A vida em Rabo de Peixe não era fácil. Mesmo antes da desgraça. Mesmo antes de, em junho de 2001, os mais de 505 kg de cocaína 80% pura que iam a bordo de um iate Sun Kiss 47, terem dado à costa. Isto, se o barco levava mesmo só meia tonelada - há quem acredite que levaria muito mais.
O mar estava agitado e o vento forte derrubou o mastro do iate conduzido por um traficante italiano, impedindo que este escapasse pelos Açores como tinha planeado - Espanha era o destino. Assim, impossibilitado de ir para o porto (a polícia descobriria a carga), decidiu atirar alguns dos fardos de cocaína ao mar e os restantes foram levados para uma gruta no norte da ilha, perto de Rabo de Peixe.
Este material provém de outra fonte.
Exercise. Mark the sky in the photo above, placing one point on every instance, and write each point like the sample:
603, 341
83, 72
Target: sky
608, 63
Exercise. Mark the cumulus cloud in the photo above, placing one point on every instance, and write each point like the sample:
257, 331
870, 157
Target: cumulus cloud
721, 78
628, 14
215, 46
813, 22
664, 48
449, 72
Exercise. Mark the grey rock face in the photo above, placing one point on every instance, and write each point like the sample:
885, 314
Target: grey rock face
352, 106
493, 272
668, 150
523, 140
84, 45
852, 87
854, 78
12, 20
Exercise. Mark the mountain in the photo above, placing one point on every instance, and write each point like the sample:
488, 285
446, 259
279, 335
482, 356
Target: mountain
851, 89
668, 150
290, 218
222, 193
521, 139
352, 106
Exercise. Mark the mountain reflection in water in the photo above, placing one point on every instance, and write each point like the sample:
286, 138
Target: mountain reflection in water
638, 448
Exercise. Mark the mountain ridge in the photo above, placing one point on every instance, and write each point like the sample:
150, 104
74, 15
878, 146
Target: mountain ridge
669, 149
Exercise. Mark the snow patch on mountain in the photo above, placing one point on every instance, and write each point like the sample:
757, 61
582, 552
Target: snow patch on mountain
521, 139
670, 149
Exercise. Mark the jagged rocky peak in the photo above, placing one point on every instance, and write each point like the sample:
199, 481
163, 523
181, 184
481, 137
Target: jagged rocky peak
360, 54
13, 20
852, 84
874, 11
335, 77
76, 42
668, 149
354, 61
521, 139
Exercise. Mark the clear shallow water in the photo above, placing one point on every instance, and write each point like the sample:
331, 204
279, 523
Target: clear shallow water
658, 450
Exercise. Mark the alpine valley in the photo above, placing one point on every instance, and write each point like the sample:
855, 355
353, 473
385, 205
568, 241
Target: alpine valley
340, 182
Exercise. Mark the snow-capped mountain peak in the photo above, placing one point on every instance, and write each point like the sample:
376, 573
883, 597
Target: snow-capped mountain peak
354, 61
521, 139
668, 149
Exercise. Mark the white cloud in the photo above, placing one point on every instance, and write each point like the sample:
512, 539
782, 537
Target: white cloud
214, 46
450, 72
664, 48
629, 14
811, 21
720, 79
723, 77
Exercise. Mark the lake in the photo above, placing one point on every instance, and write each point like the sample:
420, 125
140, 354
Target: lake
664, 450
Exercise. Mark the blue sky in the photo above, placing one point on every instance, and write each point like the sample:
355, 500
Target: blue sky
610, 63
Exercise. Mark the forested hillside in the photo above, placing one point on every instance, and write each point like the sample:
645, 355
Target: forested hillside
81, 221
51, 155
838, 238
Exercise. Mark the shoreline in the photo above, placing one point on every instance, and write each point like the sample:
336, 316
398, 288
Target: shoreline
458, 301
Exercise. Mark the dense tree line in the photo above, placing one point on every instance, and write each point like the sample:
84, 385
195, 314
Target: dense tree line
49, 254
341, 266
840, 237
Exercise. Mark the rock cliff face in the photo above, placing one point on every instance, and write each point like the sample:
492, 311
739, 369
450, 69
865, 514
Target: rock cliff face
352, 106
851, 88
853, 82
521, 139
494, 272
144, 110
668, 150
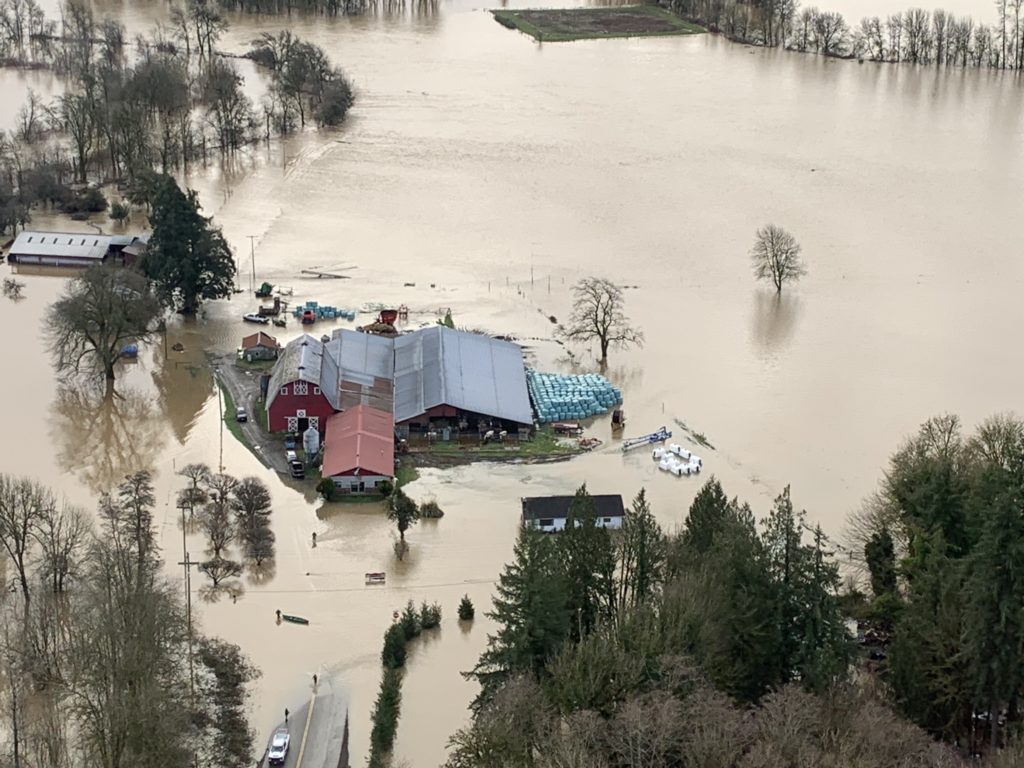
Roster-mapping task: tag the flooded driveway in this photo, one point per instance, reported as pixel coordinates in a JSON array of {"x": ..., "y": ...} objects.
[{"x": 492, "y": 173}]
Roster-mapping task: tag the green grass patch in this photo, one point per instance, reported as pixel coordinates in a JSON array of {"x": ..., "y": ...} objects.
[
  {"x": 591, "y": 24},
  {"x": 232, "y": 426}
]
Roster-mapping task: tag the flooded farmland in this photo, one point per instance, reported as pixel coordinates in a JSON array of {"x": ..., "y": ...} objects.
[{"x": 493, "y": 172}]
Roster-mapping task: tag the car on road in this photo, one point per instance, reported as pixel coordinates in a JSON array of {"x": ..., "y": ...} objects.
[{"x": 279, "y": 748}]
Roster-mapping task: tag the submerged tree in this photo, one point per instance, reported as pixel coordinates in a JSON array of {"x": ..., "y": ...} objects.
[
  {"x": 101, "y": 311},
  {"x": 776, "y": 256},
  {"x": 187, "y": 258},
  {"x": 404, "y": 512},
  {"x": 597, "y": 313}
]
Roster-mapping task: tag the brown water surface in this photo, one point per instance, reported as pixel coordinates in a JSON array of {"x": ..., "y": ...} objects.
[{"x": 493, "y": 172}]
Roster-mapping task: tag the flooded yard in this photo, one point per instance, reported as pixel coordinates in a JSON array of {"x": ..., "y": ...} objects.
[{"x": 492, "y": 173}]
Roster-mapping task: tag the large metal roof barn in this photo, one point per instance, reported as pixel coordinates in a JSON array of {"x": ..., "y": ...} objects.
[
  {"x": 468, "y": 372},
  {"x": 59, "y": 249},
  {"x": 366, "y": 369}
]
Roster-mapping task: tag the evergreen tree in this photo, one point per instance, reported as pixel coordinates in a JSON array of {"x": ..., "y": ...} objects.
[
  {"x": 734, "y": 605},
  {"x": 994, "y": 609},
  {"x": 589, "y": 562},
  {"x": 186, "y": 258},
  {"x": 880, "y": 553},
  {"x": 709, "y": 514},
  {"x": 926, "y": 668},
  {"x": 641, "y": 555},
  {"x": 813, "y": 641},
  {"x": 530, "y": 611}
]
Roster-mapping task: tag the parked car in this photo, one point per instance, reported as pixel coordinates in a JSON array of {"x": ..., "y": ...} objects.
[{"x": 279, "y": 748}]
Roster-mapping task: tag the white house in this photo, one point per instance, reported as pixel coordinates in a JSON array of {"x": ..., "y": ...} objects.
[{"x": 549, "y": 513}]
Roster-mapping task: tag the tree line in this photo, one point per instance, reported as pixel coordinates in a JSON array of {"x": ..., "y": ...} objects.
[
  {"x": 943, "y": 545},
  {"x": 727, "y": 643},
  {"x": 96, "y": 659},
  {"x": 915, "y": 36},
  {"x": 154, "y": 104},
  {"x": 186, "y": 261}
]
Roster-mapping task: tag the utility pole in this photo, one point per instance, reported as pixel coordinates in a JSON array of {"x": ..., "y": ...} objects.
[
  {"x": 252, "y": 254},
  {"x": 187, "y": 562},
  {"x": 220, "y": 410}
]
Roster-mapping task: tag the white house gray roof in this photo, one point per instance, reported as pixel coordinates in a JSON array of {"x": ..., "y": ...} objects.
[
  {"x": 64, "y": 245},
  {"x": 361, "y": 357},
  {"x": 438, "y": 366},
  {"x": 303, "y": 359}
]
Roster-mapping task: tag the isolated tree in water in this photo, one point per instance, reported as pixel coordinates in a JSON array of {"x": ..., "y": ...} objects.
[
  {"x": 187, "y": 259},
  {"x": 776, "y": 256},
  {"x": 597, "y": 313},
  {"x": 404, "y": 513},
  {"x": 101, "y": 311}
]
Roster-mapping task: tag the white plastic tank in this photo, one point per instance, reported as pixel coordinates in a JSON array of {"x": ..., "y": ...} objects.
[{"x": 310, "y": 441}]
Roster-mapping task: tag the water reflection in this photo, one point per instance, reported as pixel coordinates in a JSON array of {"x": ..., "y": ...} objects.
[
  {"x": 182, "y": 389},
  {"x": 101, "y": 437},
  {"x": 773, "y": 321}
]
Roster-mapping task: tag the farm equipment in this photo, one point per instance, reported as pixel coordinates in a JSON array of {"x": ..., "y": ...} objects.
[{"x": 659, "y": 436}]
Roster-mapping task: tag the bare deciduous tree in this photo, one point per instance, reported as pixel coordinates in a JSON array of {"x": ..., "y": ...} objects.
[
  {"x": 219, "y": 568},
  {"x": 61, "y": 532},
  {"x": 776, "y": 256},
  {"x": 103, "y": 309},
  {"x": 23, "y": 505},
  {"x": 597, "y": 313}
]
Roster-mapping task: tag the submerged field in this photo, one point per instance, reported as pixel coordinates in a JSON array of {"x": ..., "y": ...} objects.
[{"x": 585, "y": 24}]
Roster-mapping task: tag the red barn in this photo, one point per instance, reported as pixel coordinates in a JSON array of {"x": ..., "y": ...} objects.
[{"x": 303, "y": 389}]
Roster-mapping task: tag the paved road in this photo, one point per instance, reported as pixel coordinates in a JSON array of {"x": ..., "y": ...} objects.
[
  {"x": 244, "y": 386},
  {"x": 318, "y": 730}
]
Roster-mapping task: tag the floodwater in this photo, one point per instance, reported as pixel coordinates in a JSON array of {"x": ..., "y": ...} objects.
[{"x": 492, "y": 173}]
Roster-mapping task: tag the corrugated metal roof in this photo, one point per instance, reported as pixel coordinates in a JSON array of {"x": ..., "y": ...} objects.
[
  {"x": 65, "y": 245},
  {"x": 301, "y": 360},
  {"x": 438, "y": 366},
  {"x": 260, "y": 339},
  {"x": 361, "y": 357},
  {"x": 360, "y": 438}
]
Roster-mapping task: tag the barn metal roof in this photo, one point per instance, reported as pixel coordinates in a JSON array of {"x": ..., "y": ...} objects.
[
  {"x": 361, "y": 357},
  {"x": 360, "y": 438},
  {"x": 438, "y": 366},
  {"x": 65, "y": 245},
  {"x": 260, "y": 339},
  {"x": 303, "y": 359}
]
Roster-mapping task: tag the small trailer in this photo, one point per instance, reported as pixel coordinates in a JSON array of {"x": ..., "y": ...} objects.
[{"x": 659, "y": 436}]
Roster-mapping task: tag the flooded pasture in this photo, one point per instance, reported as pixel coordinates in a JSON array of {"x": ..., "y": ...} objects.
[{"x": 493, "y": 172}]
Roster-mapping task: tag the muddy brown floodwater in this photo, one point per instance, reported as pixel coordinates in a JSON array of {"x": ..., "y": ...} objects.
[{"x": 493, "y": 172}]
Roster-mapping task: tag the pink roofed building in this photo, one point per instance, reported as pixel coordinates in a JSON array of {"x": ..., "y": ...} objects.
[{"x": 358, "y": 449}]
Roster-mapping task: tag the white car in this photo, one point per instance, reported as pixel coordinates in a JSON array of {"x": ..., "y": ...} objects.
[
  {"x": 279, "y": 748},
  {"x": 680, "y": 451}
]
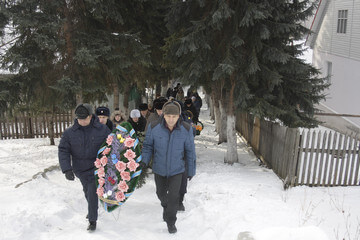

Ali, e segundo a investigação policial que se seguiu, a droga foi presa com redes de pesca e correntes e submersas na água com uma âncora. Só que a maré começou a subir, as ondas bateram nas enseadas rochosas da ilha e a rede que segurava a cocaína desfez-se. Eventualmente, os pacotes começaram a chegar à praia. A notícia espalhou-se e dezenas acorreram a ver o que era aquilo.
Antes do incidente, para além da pesca, poucos recursos haviam ali para explorar. Depois, passou a haver droga para dar e vender.
Poucos eram os que sabiam o que eram aqueles blocos brancos que viriam a abastecer as casas dos rabo-peixenses. Reza a lenda que, perante o desconhecimento, a cocaína pura foi usada como farinha para fritar o peixe ou açúcar para adocicar o café.
Perante a facilidade de compra a preços irrisórios, seguiram-se as sobredosagens (overdose) e as vidas de uma geração inteira viram-se condenadas pelo infortúnio daquela maré.
"Polícia sustentou que eram apenas 500kg, mas isso é um absurdo"
A polícia conseguiu apreender 400kg na primeira operação do género no arquipélago. O restante ficou com os habitantes locais. “A polícia sustentou que o iate transportava apenas 500kg, mas isso é um absurdo”, diz ao El País Nuno Mendes, jornalista enviado para cobrir o caso no jornal Publico. "O barco pode levar até 3.000kg e ninguém vai cruzar o Atlântico levando apenas uma pequena percentagem do que pode levar. Cem quilos de cocaína, por mais nobre que seja, não destrói uma geração".
A verdade é que os dados oficiais desta tragédia nunca foram conhecidos. Nem os da droga, nem os das sobredosagens. No dia 7 de julho, recorda o The Guardian, a primeira página do Açoriano Oriental abriu com a manchete 'Cocaína mata em São Miguel'. O artigo relatou um aumento no número de overdoses e a morte de um jovem.
Segundo a jornalista Teresa Nóbrega, que trabalhou na RTP Açores "durante 10 dias, os avisos ocuparam grande parte dos noticiários". "Os médicos apareciam na televisão a implorar para que as pessoas acabassem com aquela loucura. Foram semanas de pânico, terror e caos. Ninguém estava preparado para algo assim. A ponto de, quase 20 anos depois, continuar a afetar-nos", afirmou ao mesmo jornal em 2017.
A polícia tentava confiscar a droga que tinha ficado pela ilha e, ao mesmo tempo, apanhar os responsáveis. Após duas semanas de buscas exaustivas no porto de Ponta Delgada, a polícia encontrou um pequeno pacote habilmente escondido num iate atracado no porto. O pacote estava embrulhado em jornal com o mesmo nome e data daquele que estava nos fardos de cocaína que chegaram à praia. E foi assim que polícia prendeu o único homem no barco, Antoni Quinzi, um siciliano de Trapani.
Dez dias depois da sua prisão, Quinzi saltou o muro, acenou para a polícia e fugiu numa Vespa. Foi novamente detido duas semanas depois e cumpriu pena em Coimbra.
© Foto divulgada à data pelo Polícia
Agora, a série portuguesa desembarcou na Netflix e já é um sucesso. É inspirada nestes factos e o elenco conta, como protagonistas, com José Condessa, Helena Caldeira, Rodrigo Tomás, André Leitão e Kelly Bailey. Maria João Bastos, Pepê Rapazote, Albano Jerónimo e Afonso Pimentel também fazem parte do leque de atores.
Os moradores esperam a agora que a série vire de novo as atenções para a vila e que refaça a imagem e o estigma criados.